Insider Information – Definition

Cite this article as:"Insider Information – Definition," in The Business Professor, updated October 15, 2019, last accessed December 4, 2020,


Insider Information Definition

Insider information refers to a non-public facts regarding a publicly traded company’s conditions or plans which can provide financial benefits in a securities market.

A Little More on What is Insider Information

Insider information refers to a non-public fact regarding a publicly traded company’s conditions or plans which can provide financial benefits when utilized for buying or selling shares of that or the securities of another company. Being knowledgeable about a company’s major, confidential, and corporate developments, like a new product’s release, can provide unfair advantage supposing the information isn’t public, that is, if only very few individuals are aware of the developments. Insider information is usually gained by an individual who works within or close to a listed company.

Insider trading is termed illegal in a situation where the material information hasn’t been publicized and has been traded on. This is solely because trading on insider information is considered to be an unfair manipulation of the free market to favor certain parties. It weakens overall investor confidence in the market’s integrity and can lessen economic growth.

Regulating Insider Information and Trading

If someone utilizes insider information to place trades or enter trading positions, he or she can be found guilty of insider trading. Such a person can be found guilty supposing they tell a third party to place trades in line with the information, irrespective of whether the insider themselves got financial gains from the wrong information. In the U.S., the Securities and Exchange Commission (SEC) regulates legal insider trades, where corporate insiders like directors, employees, and officers, purchase and sell stock in their own companies. This trading type is allowed but is subject to specific regulations, many of which were encoded in the Securities Exchange Act of 1934.
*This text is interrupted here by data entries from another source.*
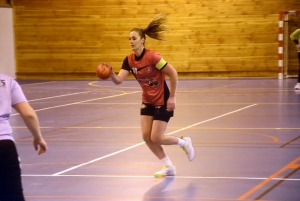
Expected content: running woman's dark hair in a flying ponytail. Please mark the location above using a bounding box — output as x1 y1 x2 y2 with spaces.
130 13 168 42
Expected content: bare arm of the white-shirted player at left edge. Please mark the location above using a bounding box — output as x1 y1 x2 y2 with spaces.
13 102 47 155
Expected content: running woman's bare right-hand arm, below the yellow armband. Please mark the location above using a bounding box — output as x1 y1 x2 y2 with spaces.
162 63 178 111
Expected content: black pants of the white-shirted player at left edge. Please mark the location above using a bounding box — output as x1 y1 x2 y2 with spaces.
0 140 25 201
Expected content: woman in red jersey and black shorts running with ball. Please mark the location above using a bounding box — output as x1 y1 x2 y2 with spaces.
103 14 196 177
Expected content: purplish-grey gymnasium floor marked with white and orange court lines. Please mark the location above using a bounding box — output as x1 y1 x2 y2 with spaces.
11 78 300 201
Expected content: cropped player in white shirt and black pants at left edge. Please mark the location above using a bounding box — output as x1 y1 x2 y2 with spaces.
0 73 47 201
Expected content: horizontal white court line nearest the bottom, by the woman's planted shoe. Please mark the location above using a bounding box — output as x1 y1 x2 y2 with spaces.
22 174 300 181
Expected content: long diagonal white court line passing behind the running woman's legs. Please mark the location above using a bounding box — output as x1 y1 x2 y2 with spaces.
53 104 257 176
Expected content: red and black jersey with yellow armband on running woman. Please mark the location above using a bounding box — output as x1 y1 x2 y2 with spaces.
122 49 170 106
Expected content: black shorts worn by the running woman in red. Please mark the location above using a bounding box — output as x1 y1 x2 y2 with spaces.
141 103 174 122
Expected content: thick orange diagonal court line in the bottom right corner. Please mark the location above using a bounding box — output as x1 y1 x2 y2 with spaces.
238 157 300 200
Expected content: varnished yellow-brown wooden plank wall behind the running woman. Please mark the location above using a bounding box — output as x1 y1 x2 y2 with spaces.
13 0 300 79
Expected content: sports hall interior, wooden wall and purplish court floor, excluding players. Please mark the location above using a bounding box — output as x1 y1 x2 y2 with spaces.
0 0 300 201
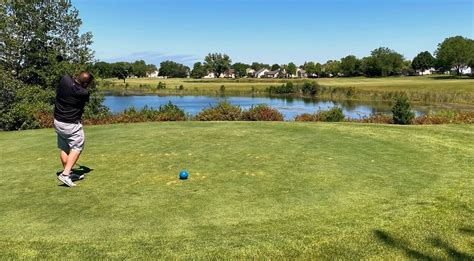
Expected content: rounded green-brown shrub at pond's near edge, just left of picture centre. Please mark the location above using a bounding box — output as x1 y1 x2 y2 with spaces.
196 101 242 121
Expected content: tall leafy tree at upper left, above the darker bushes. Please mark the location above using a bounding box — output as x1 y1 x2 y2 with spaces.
0 0 93 88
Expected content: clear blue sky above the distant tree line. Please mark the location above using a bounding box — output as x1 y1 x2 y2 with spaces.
73 0 474 65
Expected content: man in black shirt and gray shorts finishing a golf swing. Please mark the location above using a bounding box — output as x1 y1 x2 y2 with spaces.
54 72 94 187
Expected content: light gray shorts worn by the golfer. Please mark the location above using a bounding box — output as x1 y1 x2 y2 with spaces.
54 120 85 153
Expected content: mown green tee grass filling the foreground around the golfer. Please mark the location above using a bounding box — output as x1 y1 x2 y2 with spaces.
0 122 474 260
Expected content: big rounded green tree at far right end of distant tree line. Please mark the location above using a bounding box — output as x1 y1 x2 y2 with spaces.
435 36 474 75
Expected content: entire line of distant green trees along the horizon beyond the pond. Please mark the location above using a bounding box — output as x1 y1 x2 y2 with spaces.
90 36 474 80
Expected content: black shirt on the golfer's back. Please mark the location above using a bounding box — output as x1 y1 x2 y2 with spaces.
54 75 89 123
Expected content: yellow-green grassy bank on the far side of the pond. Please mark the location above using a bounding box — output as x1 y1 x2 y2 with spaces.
99 76 474 104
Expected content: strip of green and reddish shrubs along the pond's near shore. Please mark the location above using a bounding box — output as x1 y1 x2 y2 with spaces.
36 100 474 128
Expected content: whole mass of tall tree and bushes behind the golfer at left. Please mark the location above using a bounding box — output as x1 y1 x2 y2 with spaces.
0 0 105 130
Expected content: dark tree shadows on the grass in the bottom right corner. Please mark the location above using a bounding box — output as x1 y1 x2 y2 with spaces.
374 228 474 260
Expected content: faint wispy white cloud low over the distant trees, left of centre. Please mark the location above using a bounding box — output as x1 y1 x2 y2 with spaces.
99 51 200 66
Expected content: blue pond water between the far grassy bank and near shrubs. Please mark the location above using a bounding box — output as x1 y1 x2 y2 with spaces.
104 95 435 120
United States courts, as well as, lawmakers have broadened the enforceable definitions of insider trading since passing the law, through loophole-closing legislations, as well as, high-profile securities fraud decisions. The Congress, in 2000, passed Regulation Fair Disclosure (REGULATION FD), which was supposed to restrain companies’ selective disclosure of information to specific shareholders or other traders; it states that whenever a firm is revealing former non-public information to a willing party, it’s mandatory that they make the information accessible to all traders and public.

The Securities and Exchange Commission prosecutes trading because of insider information as a major fraud offense and people found guilty can either be imprisoned or heavily fined. Martha Stewart, the business mogul and personality, was indicted in 2003 for securities fraud, as well as, other charges after she traded to prevent a loss based on insider information. She was imprisoned for five months and was also fined $30,000.